One approach for improving predictions is to incorporate a broader set of disciplinary perspectives. Often, disease forecasts are made on the basis of individual expertise in virology, infectious disease epidemiology, or demography. However, the psychology of how behavior changes, the economics of unemployment that ensues, and the policy options with which nations can respond also influence a pandemic's course but are typically left unconsidered. Models that integrate various forms of epidemic information will bring much needed nuance and humility to the challenge of prediction.

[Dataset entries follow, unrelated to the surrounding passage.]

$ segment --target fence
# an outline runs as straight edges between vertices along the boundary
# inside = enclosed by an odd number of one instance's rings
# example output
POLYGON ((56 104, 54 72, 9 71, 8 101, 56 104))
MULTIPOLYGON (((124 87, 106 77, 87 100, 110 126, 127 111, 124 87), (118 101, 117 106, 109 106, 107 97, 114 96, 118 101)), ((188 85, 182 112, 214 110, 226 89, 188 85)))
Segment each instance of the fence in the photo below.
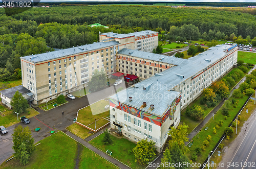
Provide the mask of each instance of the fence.
MULTIPOLYGON (((255 90, 255 89, 254 89, 254 90, 255 90)), ((250 99, 250 98, 251 98, 251 96, 252 95, 252 94, 251 94, 251 95, 250 95, 249 96, 249 98, 248 98, 247 100, 246 100, 246 101, 245 101, 245 102, 244 103, 244 104, 243 105, 243 106, 242 106, 242 107, 240 109, 240 110, 239 110, 239 111, 237 113, 237 115, 236 115, 236 116, 233 118, 233 120, 230 123, 230 124, 229 124, 229 125, 228 125, 228 127, 230 127, 232 125, 232 122, 234 122, 236 120, 236 119, 237 118, 237 117, 239 114, 239 113, 242 111, 242 110, 243 110, 243 109, 244 109, 244 108, 245 106, 245 105, 246 105, 246 104, 247 104, 248 102, 250 99)), ((211 152, 211 153, 210 153, 210 154, 209 154, 209 157, 206 158, 206 159, 205 159, 205 160, 204 160, 204 163, 201 165, 201 166, 200 167, 200 169, 203 169, 203 168, 204 168, 205 166, 207 166, 207 165, 205 165, 204 164, 207 164, 207 163, 208 162, 208 160, 209 160, 209 159, 210 158, 210 157, 211 157, 211 156, 212 155, 212 154, 214 154, 214 152, 215 152, 215 151, 216 150, 216 149, 219 147, 219 145, 220 145, 220 144, 221 143, 221 142, 222 141, 222 140, 223 140, 223 139, 225 138, 225 136, 226 135, 225 135, 225 134, 223 134, 223 135, 222 135, 222 136, 221 136, 221 138, 220 138, 220 139, 218 141, 217 143, 216 144, 216 145, 215 146, 215 147, 214 147, 214 148, 212 149, 212 152, 211 152), (205 165, 205 166, 204 166, 204 165, 205 165)))

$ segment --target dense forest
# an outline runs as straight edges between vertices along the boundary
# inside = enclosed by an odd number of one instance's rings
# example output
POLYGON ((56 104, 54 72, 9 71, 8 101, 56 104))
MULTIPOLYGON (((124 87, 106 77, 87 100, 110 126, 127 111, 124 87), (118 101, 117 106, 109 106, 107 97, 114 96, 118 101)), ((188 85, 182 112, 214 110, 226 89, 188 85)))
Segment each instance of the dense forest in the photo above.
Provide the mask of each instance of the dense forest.
POLYGON ((96 42, 99 32, 128 33, 152 30, 158 31, 160 39, 163 40, 238 39, 242 41, 246 38, 244 43, 256 36, 254 16, 230 10, 149 6, 64 6, 31 8, 8 17, 1 9, 0 79, 15 78, 10 75, 19 72, 20 57, 53 50, 51 47, 65 49, 96 42), (109 29, 87 26, 94 23, 108 26, 109 29))

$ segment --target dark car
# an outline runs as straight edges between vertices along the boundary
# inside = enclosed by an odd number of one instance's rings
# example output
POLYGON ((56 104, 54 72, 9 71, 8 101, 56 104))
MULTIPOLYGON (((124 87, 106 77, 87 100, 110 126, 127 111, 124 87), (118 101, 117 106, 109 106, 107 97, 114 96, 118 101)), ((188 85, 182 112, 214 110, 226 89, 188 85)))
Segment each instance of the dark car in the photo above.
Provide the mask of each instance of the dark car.
POLYGON ((3 126, 0 126, 0 131, 2 134, 7 133, 8 131, 3 126))
POLYGON ((25 124, 27 124, 30 123, 30 120, 25 116, 20 117, 20 121, 24 123, 25 124))

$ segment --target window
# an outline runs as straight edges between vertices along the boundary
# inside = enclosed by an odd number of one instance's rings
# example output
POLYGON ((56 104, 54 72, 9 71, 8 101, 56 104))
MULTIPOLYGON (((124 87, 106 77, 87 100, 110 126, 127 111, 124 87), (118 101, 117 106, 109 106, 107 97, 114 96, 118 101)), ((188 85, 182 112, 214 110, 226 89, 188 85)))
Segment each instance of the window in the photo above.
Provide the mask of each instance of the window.
POLYGON ((148 131, 152 131, 152 125, 148 124, 148 131))
POLYGON ((147 130, 147 124, 144 122, 144 129, 147 130))
POLYGON ((141 127, 141 122, 140 122, 140 120, 138 119, 138 126, 140 127, 141 127))

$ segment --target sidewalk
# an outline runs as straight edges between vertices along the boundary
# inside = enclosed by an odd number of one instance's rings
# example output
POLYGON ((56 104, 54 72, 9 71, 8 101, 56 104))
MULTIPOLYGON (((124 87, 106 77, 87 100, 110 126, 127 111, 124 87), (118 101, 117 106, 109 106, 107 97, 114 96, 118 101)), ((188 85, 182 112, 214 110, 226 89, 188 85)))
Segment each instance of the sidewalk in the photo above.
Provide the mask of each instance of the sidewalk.
MULTIPOLYGON (((256 68, 256 66, 255 66, 253 68, 252 68, 250 71, 249 71, 247 73, 247 74, 250 74, 251 72, 255 69, 256 68)), ((245 78, 245 76, 244 77, 243 79, 241 79, 241 80, 238 82, 237 85, 234 87, 236 87, 236 89, 238 88, 240 85, 240 84, 244 82, 246 78, 245 78)), ((230 94, 229 94, 229 97, 231 97, 232 95, 232 94, 233 93, 233 91, 234 90, 234 88, 232 89, 232 90, 230 91, 230 94)), ((224 101, 221 101, 221 102, 217 106, 214 110, 211 111, 211 113, 214 113, 216 114, 217 112, 221 108, 221 107, 223 105, 224 103, 224 101)), ((199 131, 200 130, 202 130, 203 128, 204 127, 204 125, 206 124, 208 122, 212 117, 212 114, 211 113, 209 113, 206 117, 204 118, 204 119, 200 123, 200 124, 196 127, 196 129, 198 131, 199 131)), ((196 135, 197 134, 197 131, 196 131, 196 130, 194 129, 193 131, 191 132, 191 133, 189 133, 187 135, 187 137, 188 138, 188 142, 185 142, 185 144, 187 146, 189 141, 191 140, 192 138, 193 138, 194 137, 195 137, 196 135)))
POLYGON ((131 168, 129 167, 126 165, 124 165, 119 161, 112 158, 111 156, 108 155, 106 153, 102 152, 101 151, 99 150, 97 148, 95 148, 93 146, 90 144, 88 142, 86 142, 84 140, 82 139, 81 138, 77 136, 75 134, 70 132, 69 131, 68 131, 66 129, 63 129, 62 130, 62 131, 66 133, 67 135, 69 135, 75 140, 76 140, 77 142, 80 143, 81 144, 83 144, 85 147, 86 147, 87 148, 91 150, 96 154, 98 154, 98 155, 101 156, 102 158, 104 158, 105 159, 108 160, 109 161, 110 161, 112 162, 113 164, 116 165, 118 167, 122 168, 122 169, 130 169, 131 168))

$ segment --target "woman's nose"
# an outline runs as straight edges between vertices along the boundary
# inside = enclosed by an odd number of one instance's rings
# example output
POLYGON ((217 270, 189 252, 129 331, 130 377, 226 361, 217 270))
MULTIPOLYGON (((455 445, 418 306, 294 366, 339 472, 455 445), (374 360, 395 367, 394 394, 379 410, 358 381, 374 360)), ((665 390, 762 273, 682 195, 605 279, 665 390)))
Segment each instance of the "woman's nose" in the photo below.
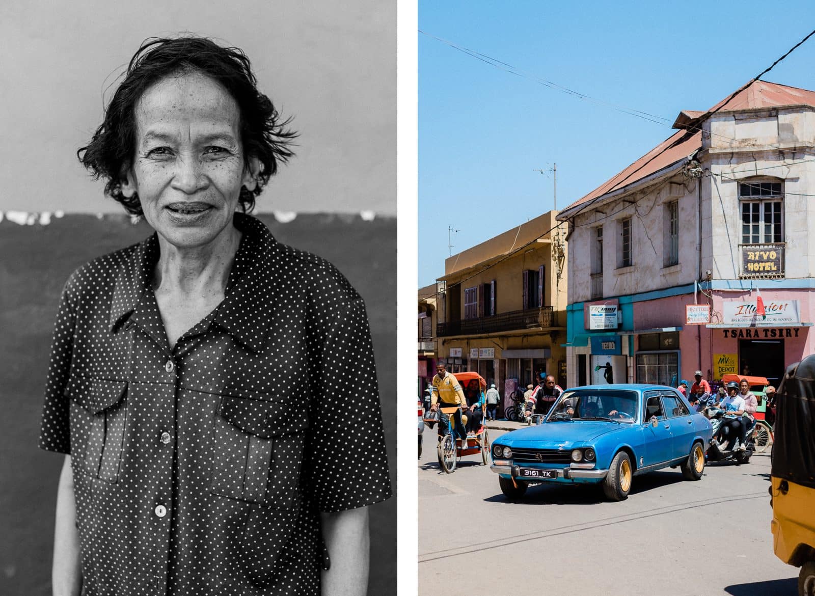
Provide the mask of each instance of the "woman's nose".
POLYGON ((209 180, 203 171, 200 161, 192 157, 183 157, 176 162, 173 188, 187 194, 206 188, 209 180))

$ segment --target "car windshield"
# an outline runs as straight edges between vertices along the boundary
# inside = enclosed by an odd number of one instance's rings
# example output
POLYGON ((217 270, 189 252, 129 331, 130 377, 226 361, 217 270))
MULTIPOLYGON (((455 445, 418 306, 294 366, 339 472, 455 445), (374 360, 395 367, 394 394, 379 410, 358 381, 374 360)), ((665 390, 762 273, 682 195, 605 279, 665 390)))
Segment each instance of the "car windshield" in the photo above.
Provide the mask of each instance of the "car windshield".
POLYGON ((614 389, 566 391, 552 407, 546 422, 606 420, 630 424, 637 418, 637 395, 614 389))

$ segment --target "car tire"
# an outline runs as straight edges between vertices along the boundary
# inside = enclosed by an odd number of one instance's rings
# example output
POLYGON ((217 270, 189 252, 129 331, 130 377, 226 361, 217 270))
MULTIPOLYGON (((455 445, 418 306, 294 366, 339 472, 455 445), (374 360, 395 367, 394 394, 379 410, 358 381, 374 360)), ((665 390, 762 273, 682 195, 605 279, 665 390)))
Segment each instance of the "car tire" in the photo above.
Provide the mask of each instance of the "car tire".
POLYGON ((617 453, 611 460, 609 473, 603 479, 603 492, 610 501, 624 501, 631 490, 631 481, 634 475, 634 469, 631 466, 631 458, 624 451, 617 453))
POLYGON ((527 484, 525 482, 514 482, 511 478, 498 477, 498 486, 507 499, 520 499, 526 492, 527 484))
POLYGON ((490 462, 490 435, 484 429, 481 435, 481 461, 487 466, 490 462))
POLYGON ((705 470, 705 450, 699 441, 690 446, 688 459, 680 464, 682 478, 685 480, 698 480, 705 470))
POLYGON ((798 574, 798 594, 815 594, 815 561, 807 561, 801 566, 801 572, 798 574))
POLYGON ((447 474, 452 474, 456 470, 456 443, 452 435, 445 435, 442 440, 438 442, 436 448, 438 457, 438 465, 447 474))

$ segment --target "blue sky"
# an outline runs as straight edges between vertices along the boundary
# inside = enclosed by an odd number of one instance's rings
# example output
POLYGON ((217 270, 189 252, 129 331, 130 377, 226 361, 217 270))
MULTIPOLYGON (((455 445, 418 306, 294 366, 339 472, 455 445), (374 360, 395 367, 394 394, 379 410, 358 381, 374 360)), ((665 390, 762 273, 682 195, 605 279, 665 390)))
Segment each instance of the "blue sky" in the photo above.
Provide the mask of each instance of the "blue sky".
MULTIPOLYGON (((815 29, 815 2, 419 2, 419 287, 448 255, 570 205, 815 29), (510 64, 518 76, 435 38, 510 64), (544 86, 544 79, 658 123, 544 86)), ((815 36, 762 77, 815 90, 815 36)))

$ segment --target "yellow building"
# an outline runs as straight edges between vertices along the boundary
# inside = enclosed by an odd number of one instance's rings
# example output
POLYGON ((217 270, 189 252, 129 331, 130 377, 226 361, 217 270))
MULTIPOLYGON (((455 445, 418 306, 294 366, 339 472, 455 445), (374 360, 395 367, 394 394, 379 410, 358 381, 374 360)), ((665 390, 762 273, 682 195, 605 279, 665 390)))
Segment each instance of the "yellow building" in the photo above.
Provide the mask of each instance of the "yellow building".
POLYGON ((438 357, 436 325, 441 314, 444 318, 444 282, 425 285, 419 289, 418 336, 418 395, 423 395, 425 389, 432 382, 436 373, 438 357))
MULTIPOLYGON (((541 372, 566 386, 566 233, 549 211, 445 261, 438 357, 505 395, 541 372)), ((565 226, 564 226, 565 227, 565 226)))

Furthermore, we recommend standardized reporting guidelines for forecasting studies, much like STROBE for observational epidemiological studies and CONSORT for randomized controlled trials. Forecasting studies should discuss the “Current Forecasting Effort in Context” to summarize other predictions for the same outbreak as well as relevant predictions from prior outbreaks. These models should also report how their data was collected, detail the assumptions made and how realistic they are, and incorporate key epidemiological factors like age structure into the model [21]. Lastly, researchers should indicate how their forecast builds upon the existing landscape of predictions. As research and the media pivot focus towards the second surge of COVID-19, it is critical to quickly improve reporting standards so that future models are more honestly appraised.

Niels Bohr once said, “it is difficult to predict, especially the future”. Only once COVID-19 is behind us will we know whether prediction models did better than their counterparts from the Ebola epidemic. Until then, it is critical that researchers communicate the contexts and uncertainties of their predictions to best inform policy and the public.